## Joins!

- More likely, you will have to stitch data from a few different sources together in order to create the data representation needed to solve the problem at hand.

- Joins are common within the data pipeline as a solution to combining data. 
- These workflows fall under the umbrella of the ETL and can be used whenever you need to strategically combine and transform multiple sources of data into a single consolidated view that can be used to answer more targeted problems.
- For example, say we were tasked with creating a job that generates the current available occupancy data for our coffee shops. For the sake of the exercise, let’s say we already have a source of data that emits the number of occupied seats per coffee shop. 
- We can use this data to join with our coffee stores data to create a new view that we can query to find which store can seat a variable sized party.

## Joins
You can take advantage of joins to combine two or more sources across a join criteria (eg. special selection predicate). There are a few different ways to join your data and selecting the appropriate join style is critically important to the resulting rows returned post-query.

### Join Styles
* **Innter Join** - Selects all rows where the conditions are fulfilled across both sides of the join
* **Right Join**  - Returns all rows from the right-hand view or dataframe, joining all rows where the conditions are met on the left-hand, or appending nulls when conditions are not met
* **Left Join**   - Returns all rows from the left-hand view or dataframe, joining all rows where the conditions are also met on the right-hand side, or appending nulls when conditions are not met
* **Semi Join**  - Returns all rows from the left-hand view or dataframe only if the right-hand condition is met (can use to create a selection filter that uses another reference (dataframe or view) without joining any data from the right-hand side of the join.
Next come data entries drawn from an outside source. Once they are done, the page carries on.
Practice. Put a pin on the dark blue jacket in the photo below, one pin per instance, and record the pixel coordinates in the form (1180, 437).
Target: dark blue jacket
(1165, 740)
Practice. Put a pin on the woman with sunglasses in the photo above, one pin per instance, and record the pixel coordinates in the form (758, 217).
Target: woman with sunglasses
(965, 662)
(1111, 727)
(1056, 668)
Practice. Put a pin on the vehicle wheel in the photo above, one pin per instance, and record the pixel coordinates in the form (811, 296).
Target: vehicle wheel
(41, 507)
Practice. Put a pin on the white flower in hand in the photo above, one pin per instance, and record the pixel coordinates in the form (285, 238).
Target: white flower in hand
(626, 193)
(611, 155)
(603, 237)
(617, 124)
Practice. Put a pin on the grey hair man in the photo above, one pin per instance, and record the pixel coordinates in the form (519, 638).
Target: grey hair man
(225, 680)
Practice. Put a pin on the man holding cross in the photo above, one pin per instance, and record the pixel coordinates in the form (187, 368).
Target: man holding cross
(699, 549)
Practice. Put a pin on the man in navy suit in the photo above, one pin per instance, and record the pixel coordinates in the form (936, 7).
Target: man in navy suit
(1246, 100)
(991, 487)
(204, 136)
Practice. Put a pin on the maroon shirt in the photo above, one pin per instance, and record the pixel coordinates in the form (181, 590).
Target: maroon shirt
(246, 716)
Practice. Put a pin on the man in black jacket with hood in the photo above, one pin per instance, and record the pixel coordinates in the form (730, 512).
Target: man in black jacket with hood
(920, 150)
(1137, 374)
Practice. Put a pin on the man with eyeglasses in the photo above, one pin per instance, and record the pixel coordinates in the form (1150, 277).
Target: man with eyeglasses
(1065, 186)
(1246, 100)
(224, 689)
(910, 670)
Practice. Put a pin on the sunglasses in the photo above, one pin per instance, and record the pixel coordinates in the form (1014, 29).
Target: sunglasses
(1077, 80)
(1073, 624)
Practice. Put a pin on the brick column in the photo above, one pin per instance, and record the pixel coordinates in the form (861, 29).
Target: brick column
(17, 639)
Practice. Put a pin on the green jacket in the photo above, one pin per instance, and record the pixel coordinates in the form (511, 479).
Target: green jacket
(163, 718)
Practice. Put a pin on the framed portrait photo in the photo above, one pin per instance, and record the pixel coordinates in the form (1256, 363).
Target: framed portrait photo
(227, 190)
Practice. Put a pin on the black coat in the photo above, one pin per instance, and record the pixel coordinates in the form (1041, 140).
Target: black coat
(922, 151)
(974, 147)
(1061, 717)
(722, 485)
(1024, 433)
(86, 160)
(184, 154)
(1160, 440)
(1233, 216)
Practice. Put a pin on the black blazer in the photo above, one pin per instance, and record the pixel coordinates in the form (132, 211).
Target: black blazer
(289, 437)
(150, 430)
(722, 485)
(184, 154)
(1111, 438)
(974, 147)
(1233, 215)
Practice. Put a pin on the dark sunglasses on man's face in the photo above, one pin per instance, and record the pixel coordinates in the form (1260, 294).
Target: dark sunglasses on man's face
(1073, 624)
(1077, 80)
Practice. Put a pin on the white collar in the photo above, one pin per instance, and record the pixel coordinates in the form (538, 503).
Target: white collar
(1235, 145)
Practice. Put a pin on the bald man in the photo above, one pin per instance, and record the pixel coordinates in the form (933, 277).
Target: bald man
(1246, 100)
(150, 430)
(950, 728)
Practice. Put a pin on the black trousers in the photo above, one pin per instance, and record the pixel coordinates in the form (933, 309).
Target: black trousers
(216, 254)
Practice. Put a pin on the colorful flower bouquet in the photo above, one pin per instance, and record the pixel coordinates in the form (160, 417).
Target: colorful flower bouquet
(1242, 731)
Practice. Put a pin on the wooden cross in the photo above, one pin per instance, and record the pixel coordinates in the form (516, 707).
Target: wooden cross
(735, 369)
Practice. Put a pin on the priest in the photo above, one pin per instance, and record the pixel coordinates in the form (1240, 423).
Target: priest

Eg. "I want to see all stores that have current occupancy data otherwise I am not interested"
* **Full Join**   - Returns all rows across both views or dataframes, filling in null values on either side that doesn't meet the match criteria

In [2]:
# Import required modules
from pyspark.sql import SparkSession
from datetime import datetime
from pyspark.sql import functions as f
from pyspark.sql import *
from pyspark.sql.types import *

# Initialize SparkSession
# Create a SparkSession and set the extraClassPath configuration
spark = SparkSession.builder.master("local[1]") \
    .appName("StoreOccupants") \
    .config("spark.driver.extraClassPath", "/home/jovyan/work/jars/*") \
    .getOrCreate()


# Define the schema for the Store class.
store_schema = StructType([
    StructField("name", StringType(), True),
    StructField("capacity", IntegerType(), True),
    StructField("opens", IntegerType(), True),
    StructField("closes", IntegerType(), True)
])

# Create a list of Row objects
stores = [
    Row("a", 24, 8, 20),
    Row("b", 36, 7, 21),
    Row("c", 18, 5, 23)
]

# Create a PySpark DataFrame from the Row objects and schema
stores_sdf = spark.createDataFrame(stores, store_schema)
stores_sdf.show()

# Define the schema for the Occupants
schema = StructType([
  StructField("storename", StringType(), True),
  StructField("occupants", IntegerType(), True)
])

# Create a PySpark DataFrame from the occupants sequence
occupants_sdf = spark.createDataFrame([
  ("a", 8),
  ("b", 20),
  ("c", 16),
  ("d", 55),
  ("e", 8)
], schema)

# Show the DataFrame
occupants_sdf.show()

+----+--------+-----+------+
|name|capacity|opens|closes|
+----+--------+-----+------+
|   a|      24|    8|    20|
|   b|      36|    7|    21|
|   c|      18|    5|    23|
+----+--------+-----+------+

+---------+---------+
|storename|occupants|
+---------+---------+
|        a|        8|
|        b|       20|
|        c|       16|
|        d|       55|
|        e|        8|
+---------+---------+



### Create SQL view 

In [3]:
# Register the stores and occupants DataFrames as temporary views
stores_sdf.createOrReplaceTempView("stores")
occupants_sdf.createOrReplaceTempView("occupants")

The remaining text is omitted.